You actually have noticeable banding in both images.
This can occur due to quantization.
Inside your shader, your local variables can be stored at floating point precision, able to represent differences in light intensity to a precision of \$\pm 2^{-24}\$ or better. But when you blend that result into a low dynamic range buffer that's storing just 8 bits per channel, you're limited to a precision of \$\pm 2^{-9}\$ - that's a lot more coarse, so some rounding has to happen.
Worse, when you render your next pass and try to blend the result, you need to read the previously rounded value, modify it, then round it again - so the rounding errors can stack up and get worse. (And sRGB vs linear conversions complicate this further)
Where a pixel that was just a little too dark to round up buts up against a pixel that was just a little too light to round down, you get a line - a visible step up in colour or intensity.

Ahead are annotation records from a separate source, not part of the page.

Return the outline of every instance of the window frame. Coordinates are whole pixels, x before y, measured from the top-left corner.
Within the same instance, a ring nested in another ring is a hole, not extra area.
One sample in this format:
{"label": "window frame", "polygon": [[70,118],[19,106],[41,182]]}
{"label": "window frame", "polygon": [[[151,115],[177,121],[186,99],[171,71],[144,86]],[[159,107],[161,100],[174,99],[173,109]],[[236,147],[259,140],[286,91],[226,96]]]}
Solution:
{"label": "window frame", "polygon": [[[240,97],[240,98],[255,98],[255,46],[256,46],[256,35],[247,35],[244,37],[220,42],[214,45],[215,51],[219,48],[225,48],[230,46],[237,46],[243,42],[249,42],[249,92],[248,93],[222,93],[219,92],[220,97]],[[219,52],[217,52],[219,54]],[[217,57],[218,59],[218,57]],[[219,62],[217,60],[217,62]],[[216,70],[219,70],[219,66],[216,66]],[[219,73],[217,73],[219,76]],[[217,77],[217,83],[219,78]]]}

One robust fix is to use an HDR render target in a floating point format, so you can maintain your precision through multiple rounds of blending, and then resolve to a low dynamic range in a single pass at the end when presenting the finished frame.
This also costs a substantial amount of bandwidth, but it comes with other benefits, like being able to render high-contrast scenes with realistically bright hot spots on lights - something we usually have to compromise on to fit within the LDR limits. Optical effects like exposure adaptation, bloom/glow, lens flares, after images, and motion blur are all a little easier to implement correctly in HDR, whereas we sometimes have to cheat them to compensate for the clamped intensity range in LDR.
If you can't afford HDR rendering in your case, then another common way to battle banding is to add dithering. This diffuses out the quantization errors so they don't all align in obvious bands and lines. And if you're using a temporal anti-aliasing pass, it can smooth out the resulting noise to give you the smooth blend you wanted. This is how Inside achieves its low-contrast gradients, and the developers have shared some details about their specific dithering techniques.